Selsey Town Council are set to host a major sea defence conference in the town next week.
The event, to be held on Tuesday, April 26, aims to galvanise communities and organisations across the south east into preparing and planning against the threat of rising sea levels and coastal flooding.
The conference will be held at Selsey Town Hall from 10am to 4pm.
Selsey is the focus of global study into rising sea flooding caused by climate change, and University of East Carolina delegates will be attending to make a film about issues Selsey and surrounding areas may face.
National flooding organisations will also attend, alongside parish, town, district and county councils stretching from Havant to Shoreham-By-Sea.
Topics to be discussed include: protective measures; collaboration between neighbouring coastal settlements; changes to planning policy; and how to secure funding for coastal defences.
Organiser Glenda Baum said: “We are trying to get people to think long term that we have to do something about sea levels rising and storm damage.

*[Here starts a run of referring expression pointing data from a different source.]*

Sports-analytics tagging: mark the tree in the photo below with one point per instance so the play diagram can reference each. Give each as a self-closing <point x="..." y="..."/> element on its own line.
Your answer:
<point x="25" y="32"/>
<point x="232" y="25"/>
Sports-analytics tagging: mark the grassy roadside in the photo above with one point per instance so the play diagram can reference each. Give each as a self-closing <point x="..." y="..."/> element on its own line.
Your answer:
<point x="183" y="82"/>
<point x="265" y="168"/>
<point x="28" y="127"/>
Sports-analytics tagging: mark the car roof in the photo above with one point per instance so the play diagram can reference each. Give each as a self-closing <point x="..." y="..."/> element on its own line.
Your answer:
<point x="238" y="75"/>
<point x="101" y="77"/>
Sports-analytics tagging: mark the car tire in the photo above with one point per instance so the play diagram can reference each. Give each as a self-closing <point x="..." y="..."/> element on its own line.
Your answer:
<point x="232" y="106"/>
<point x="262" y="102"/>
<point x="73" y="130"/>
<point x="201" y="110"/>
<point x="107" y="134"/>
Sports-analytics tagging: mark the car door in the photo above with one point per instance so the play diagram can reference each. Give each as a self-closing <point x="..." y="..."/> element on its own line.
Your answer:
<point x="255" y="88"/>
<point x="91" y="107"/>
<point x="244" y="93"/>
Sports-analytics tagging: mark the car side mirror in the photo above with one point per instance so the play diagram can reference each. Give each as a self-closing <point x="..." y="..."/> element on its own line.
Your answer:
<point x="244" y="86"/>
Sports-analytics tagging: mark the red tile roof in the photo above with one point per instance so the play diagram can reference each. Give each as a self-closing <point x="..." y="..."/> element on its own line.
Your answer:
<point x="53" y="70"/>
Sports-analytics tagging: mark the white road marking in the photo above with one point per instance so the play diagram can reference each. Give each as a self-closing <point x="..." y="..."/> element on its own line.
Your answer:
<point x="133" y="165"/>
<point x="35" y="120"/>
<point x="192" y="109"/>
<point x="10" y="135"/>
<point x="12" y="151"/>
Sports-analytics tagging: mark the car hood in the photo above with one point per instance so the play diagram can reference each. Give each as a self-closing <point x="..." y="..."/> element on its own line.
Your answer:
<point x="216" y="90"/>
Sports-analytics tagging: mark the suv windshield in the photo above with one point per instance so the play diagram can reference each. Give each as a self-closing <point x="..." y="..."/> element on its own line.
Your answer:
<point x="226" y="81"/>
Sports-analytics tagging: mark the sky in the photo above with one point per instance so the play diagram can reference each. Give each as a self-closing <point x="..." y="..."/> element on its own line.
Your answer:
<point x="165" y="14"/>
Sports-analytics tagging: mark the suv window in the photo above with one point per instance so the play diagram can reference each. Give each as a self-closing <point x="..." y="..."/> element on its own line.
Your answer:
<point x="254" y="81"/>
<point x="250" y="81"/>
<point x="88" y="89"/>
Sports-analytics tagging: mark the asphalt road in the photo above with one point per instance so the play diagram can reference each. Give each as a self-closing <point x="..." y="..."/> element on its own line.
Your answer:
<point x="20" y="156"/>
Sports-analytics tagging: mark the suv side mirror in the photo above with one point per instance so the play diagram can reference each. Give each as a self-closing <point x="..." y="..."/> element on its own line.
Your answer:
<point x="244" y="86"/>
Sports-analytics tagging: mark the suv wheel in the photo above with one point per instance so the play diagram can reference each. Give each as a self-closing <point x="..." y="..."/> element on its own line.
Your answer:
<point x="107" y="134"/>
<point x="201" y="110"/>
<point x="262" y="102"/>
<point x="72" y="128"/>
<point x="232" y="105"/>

“We need to try and prevent these problems where we can and find imaginative ways of funding defences.
“The people in power are mostly of an older age but we owe it to our grandchildren to start planning now.”
She suggested planning processes should change to stop building on flood plains, unless properties and associated drainage systems were specifically designed for floods.
“I also believe it is good practice to plant trees,” she added.
“I would love to see that made much stronger in planning policy.
“We want some blue sky thinking at this conference to work out how things can be changed to protect us in the future.”
Kings College London and the University of South Florida chose Selsey for a worldwide research project, alongside locations in the United States and Brazil.
Glenda said: “The results of the study showed that unless further action is taken, a really exceptional storm might even now cause considerable damage to our town.
“The likelihood of such storms and the extent of the damage they would cause will increase every year, with changing weather patterns and increasing sea water levels.
“We are not the only town in danger, potentially most coastal settlements around the country will be and everyone will all be competing for limited funds.”
Speakers from Kings College will be at the conference to talk about their findings.
West Sussex County Council’s leader, Louise Goldsmith, said: “This conference is a shining example of communities coming together to tackle a major flooding problem, which is why we are so supportive.
“Similar to our Operation Watershed initiative, it fits with our philosophy of helping people help themselves.
“This is the first of its kind, and we are keen to attend to see what we can do to help.”